As shown in fig. 3, the target generating module includes 3 MLP layers, a prediction branch, a regression branch and a splicing layer, and the target generating module performs feature extraction on the first feature vector (N/256, 512) by using 1 MLP layer to obtain a global feature vector (1, k), wherein the global feature vector is a one-dimensional vector of 1×k, k is a feature dimension, and the value of k depends on the structure of the MLP layer; extracting features of the global feature vector (1, k) by using 2 MLP layers to obtain a second feature vector (1, 256), respectively inputting the second feature vector (1, 256) into a prediction branch and a regression branch, and predicting confidence scores of all candidate frames through the prediction branchNamely confidence score of single prediction feature +.>And determining the range of the corresponding candidate frame by the maximum coordinate point and the minimum coordinate point of the regression branch candidate frame.

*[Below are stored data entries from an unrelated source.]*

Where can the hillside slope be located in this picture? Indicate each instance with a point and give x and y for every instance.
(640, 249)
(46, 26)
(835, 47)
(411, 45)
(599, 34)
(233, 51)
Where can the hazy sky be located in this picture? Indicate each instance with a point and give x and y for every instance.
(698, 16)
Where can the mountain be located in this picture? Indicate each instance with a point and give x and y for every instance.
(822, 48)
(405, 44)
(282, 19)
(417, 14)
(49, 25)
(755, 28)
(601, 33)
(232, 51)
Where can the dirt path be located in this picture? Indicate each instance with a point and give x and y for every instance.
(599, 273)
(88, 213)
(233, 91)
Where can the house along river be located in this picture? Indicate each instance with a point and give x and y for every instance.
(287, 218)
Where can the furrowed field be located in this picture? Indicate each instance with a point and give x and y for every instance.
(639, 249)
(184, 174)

The prediction branch comprises a full connection layer and an activation layer, and is communicated withCalculating the second feature vector (1, 256) through the full connection layer fc to obtain a third feature vector (1, H), wherein H is the number of candidate frames (or the number of predicted features), and normalizing each element in the third feature vector (1, H) to [0,1 ] through the activation layer sigmoid]Interval, get confidence score of each candidate frame +.>The regression branch comprises a full connection layer, and the second feature vector (1, 256) is calculated through the full connection layer fc to obtain a fifth feature vector (1,6H), wherein each (1, 6) dimension of the fifth feature vector (1,6H) represents a maximum coordinate point and a minimum coordinate point of the candidate frame. The splicing layer splices the maximum coordinate point, the minimum coordinate point and the corresponding confidence score of each candidate frame to obtain a parameter vector +_of the candidate frame>Wherein (1)>Coordinates of the maximum coordinate point of the candidate frame, +.>Is the coordinates of the smallest coordinate point of the candidate frame.

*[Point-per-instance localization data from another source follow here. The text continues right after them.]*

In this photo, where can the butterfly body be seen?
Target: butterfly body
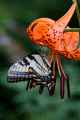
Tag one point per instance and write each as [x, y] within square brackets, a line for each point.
[35, 69]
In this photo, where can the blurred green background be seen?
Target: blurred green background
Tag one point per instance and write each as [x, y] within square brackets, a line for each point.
[15, 102]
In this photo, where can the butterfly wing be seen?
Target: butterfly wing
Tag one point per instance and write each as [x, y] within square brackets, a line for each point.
[19, 72]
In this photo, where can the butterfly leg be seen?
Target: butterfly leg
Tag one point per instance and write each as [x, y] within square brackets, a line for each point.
[63, 78]
[41, 88]
[52, 83]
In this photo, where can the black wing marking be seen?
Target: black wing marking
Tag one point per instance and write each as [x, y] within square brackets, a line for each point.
[19, 72]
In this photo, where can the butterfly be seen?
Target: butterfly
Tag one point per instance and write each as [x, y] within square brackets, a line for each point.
[50, 33]
[36, 70]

The feature fusion module comprises 5 MLP layers and a splicing layer, wherein the feature extraction is firstly carried out on a first feature vector (N/256, 512) by using 1 MLP layer to obtain a point feature vector (N/256, k), and then the feature extraction is carried out on the point feature vector (N/256, k) by using 1 MLP layer to obtain a sixth feature vector (N/256,256); and splicing the sixth feature vector (N/256,256) and the global feature vector (1, k) (k=256 in the embodiment) by using a splicing layer to obtain a seventh feature vector (N/256, 512), and performing deep feature extraction on the seventh feature vector (N/256, 512) through two MLPs to obtain an eighth feature vector (N/256,128).

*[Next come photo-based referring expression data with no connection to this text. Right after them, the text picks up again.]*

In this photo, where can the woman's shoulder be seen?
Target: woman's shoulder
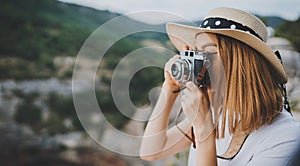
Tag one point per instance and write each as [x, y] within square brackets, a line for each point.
[284, 130]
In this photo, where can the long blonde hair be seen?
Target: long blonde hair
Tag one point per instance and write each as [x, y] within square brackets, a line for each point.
[252, 97]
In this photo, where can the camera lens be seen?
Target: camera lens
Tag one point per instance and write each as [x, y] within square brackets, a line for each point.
[176, 70]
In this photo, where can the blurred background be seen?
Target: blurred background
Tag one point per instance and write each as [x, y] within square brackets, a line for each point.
[39, 42]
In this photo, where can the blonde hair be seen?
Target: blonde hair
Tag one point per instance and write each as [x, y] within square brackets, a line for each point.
[252, 97]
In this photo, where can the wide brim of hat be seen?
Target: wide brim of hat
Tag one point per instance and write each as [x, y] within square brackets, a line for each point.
[182, 35]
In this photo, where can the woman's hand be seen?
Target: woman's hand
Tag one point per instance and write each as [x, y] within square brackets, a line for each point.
[170, 84]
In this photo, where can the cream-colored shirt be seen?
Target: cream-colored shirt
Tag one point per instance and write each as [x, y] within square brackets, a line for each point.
[272, 144]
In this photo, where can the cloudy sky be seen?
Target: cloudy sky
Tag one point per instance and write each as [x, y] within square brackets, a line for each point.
[196, 9]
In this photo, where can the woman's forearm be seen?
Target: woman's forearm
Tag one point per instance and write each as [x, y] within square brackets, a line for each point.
[155, 133]
[205, 141]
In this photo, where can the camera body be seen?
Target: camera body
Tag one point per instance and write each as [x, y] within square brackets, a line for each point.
[189, 67]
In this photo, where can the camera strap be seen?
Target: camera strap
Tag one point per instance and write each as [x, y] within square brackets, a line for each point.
[237, 141]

The Point-RoIAlign module pairs parameter vectors of candidate boxesAnd the eighth feature vector (N/256,128) is subjected to coordinate mapping processing to obtain a point cloud set of each candidate frame, namely, a point cloud set of each predicted ground feature.
In this example, the coordinate mapping process is prior art, see Li Yi, "GSPN: generative Shape Proposal Network for 3D Instance Segmentation in Point Cloud",2019IEEE/CVF Conference on Computer Vision and Pattern Recognition (CVPR), 2019, pp.3942-3951.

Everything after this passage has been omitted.